[SERVER-36417] Drop pooled connections to nodes no longer in the replica set after a reconfig Created: 02/Aug/18  Updated: 08/Jan/24

Status: Blocked
Project: Core Server
Component/s: Replication
Affects Version/s: None
Fix Version/s: None

Type: New Feature Priority: Major - P3
Reporter: Mira Carey Assignee: Backlog - Replication Team
Resolution: Unresolved Votes: 1
Labels: carry-over, sa-groomed
Remaining Estimate: Not Specified
Time Spent: Not Specified
Original Estimate: Not Specified

Issue Links:
Depends
depends on SERVER-41031 After an unreachable node is added an... Open
depends on SERVER-36415 Add dropConnections(const HostAndPort... Closed
depends on SERVER-59142 Add dropConnections API to TaskExecutor Closed
Related
is related to SERVER-70297 Do not respond to heartbeat from remo... Closed
Assigned Teams:
Replication
Sprint: Service Arch 2021-07-12, Service Arch 2021-08-09, Replication 2021-11-15, Replication 2021-11-29, Replication 2021-12-13, Replication 2022-01-10, Replication 2022-01-24, Replication 2022-02-07
Participants:
Case:
Linked BF Score: 3
Story Points: 2

 Description   

After a repl set reconfig, drop pooled connections to the removed node.

This would allow removal of a node, changes to host name resolution, and adding the node back with a new ip.
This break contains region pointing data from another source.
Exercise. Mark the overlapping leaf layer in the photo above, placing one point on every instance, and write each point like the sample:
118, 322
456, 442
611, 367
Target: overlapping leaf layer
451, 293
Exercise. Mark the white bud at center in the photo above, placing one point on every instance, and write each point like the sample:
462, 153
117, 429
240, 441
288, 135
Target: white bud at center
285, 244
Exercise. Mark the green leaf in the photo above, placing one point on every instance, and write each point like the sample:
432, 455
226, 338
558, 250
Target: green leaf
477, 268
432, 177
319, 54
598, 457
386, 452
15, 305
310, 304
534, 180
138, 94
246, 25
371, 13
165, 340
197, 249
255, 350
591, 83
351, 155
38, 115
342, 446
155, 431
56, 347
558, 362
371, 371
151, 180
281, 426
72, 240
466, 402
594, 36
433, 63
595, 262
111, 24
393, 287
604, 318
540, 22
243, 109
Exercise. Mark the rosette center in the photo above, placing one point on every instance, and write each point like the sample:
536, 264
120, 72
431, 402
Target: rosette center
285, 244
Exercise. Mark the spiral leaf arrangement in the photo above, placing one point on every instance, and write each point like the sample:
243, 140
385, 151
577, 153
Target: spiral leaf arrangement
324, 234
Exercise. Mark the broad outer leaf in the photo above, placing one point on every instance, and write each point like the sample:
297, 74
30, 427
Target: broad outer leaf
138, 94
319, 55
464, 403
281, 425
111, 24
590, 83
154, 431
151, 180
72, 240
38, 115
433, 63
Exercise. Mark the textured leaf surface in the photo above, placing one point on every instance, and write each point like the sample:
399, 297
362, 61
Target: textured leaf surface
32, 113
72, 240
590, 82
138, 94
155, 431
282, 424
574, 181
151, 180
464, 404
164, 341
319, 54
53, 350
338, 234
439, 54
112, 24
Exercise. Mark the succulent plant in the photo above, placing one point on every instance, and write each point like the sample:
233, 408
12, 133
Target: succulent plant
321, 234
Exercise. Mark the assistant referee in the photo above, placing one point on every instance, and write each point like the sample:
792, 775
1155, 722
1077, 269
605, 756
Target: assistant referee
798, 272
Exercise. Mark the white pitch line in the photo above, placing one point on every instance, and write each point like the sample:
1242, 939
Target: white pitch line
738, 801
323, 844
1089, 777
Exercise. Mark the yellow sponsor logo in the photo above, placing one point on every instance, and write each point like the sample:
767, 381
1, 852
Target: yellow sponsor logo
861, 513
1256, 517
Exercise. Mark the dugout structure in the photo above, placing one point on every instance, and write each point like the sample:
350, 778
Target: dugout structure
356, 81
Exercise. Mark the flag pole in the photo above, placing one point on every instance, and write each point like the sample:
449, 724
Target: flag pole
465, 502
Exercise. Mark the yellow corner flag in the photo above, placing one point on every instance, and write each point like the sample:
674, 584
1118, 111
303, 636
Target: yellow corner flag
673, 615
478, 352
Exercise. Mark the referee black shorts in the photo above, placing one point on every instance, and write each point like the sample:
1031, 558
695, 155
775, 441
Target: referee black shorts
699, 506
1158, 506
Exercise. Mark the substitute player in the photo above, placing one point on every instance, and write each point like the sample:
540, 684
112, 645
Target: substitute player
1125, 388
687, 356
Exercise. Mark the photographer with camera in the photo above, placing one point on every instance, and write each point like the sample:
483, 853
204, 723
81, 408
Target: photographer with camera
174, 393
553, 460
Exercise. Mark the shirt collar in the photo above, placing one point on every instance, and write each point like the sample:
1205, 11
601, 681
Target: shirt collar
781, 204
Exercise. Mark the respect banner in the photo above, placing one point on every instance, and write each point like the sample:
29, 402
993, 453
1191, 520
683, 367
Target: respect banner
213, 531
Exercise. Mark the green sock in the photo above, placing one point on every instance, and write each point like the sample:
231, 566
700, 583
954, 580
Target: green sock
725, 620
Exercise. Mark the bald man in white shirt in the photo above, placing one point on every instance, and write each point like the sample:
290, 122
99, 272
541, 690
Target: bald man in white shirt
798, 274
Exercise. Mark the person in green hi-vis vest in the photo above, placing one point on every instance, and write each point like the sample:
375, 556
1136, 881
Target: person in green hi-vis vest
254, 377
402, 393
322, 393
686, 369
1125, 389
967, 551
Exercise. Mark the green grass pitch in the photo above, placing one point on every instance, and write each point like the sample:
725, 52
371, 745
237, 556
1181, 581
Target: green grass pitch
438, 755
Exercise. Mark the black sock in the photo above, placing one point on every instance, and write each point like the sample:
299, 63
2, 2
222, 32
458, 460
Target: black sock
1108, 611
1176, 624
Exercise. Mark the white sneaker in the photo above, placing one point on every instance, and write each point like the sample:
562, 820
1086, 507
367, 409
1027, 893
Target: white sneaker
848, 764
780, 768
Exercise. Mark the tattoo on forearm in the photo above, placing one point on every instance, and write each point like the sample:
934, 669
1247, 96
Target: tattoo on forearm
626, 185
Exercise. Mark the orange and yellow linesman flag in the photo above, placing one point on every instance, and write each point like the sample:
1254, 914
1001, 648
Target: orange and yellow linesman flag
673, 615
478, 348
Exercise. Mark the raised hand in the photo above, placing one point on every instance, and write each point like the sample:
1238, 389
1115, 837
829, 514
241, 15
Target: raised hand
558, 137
Without changes, this either requires a long period to allow connection pools to age out, or manual intervention (if/when we implement SERVER-36416)

 

Acceptance Criteria: 

Investigate the real level of effort for this ticket in the 'Investigating' status and if we provide replication with tools that they need to implement this behavior and add a comment with the amount of work required for this ticket. 



 Comments   
Comment by Ali Mir [ 06/Oct/22 ]

The BFs that occur due to this outstanding heartbeat issue described above are now hot due to frequency. I've filed a ticket (SERVER-70297) to address the workaround in the replication heartbeat code to prevent redness. I'm leaving this ticket as is, because the workaround ticket is implementing separate logic (I've marked them related though).

Comment by George Wangensteen [ 28/Oct/21 ]

judah.schvimer Yup it is! If any of the context from the above comments need clarifying/anyone wants to discuss it feel free to ping me. 

Comment by Judah Schvimer [ 28/Oct/21 ]

george.wangensteen, can you please confirm that this in unblocked?

Comment by George Wangensteen [ 05/Aug/21 ]

Ok, we've decided to go with option (1), and add dropConnections to the TaskExecutor API. I've filed SERVER-59142  to track this service-arch work which should be quick. Then the rest of this ticket (calling dropConnections on the correct HostAndPort(s) at the right place in the reconfig process) should be done by repl, so I'm assigning this to their backlog. 

 

For the repl team: see my comments above for the full context, but basically after SERVER-59142 is completed you'll just need to call dropConnections at the right place at the conclusion of the reconfig process to have hosts in the repl set drop connections to hosts removed from the set (and have removed hosts drop their connections to nodes in the set, as well). In the comments above I've sketched out approximately where in the reconfig code this should be possible.

Comment by Mira Carey [ 05/Feb/20 ]

PM-1519 introduces the client side support for ismaster with process id. Marking this ticket as dependent on that work.

We'll have to see after that project wraps if this fell out naturally, or if there's still a small amount of work left to do

Generated at Thu Feb 08 04:43:02 UTC 2024 using Jira 9.7.1#970001-sha1:2222b88b221c4928ef0de3161136cc90c8356a66.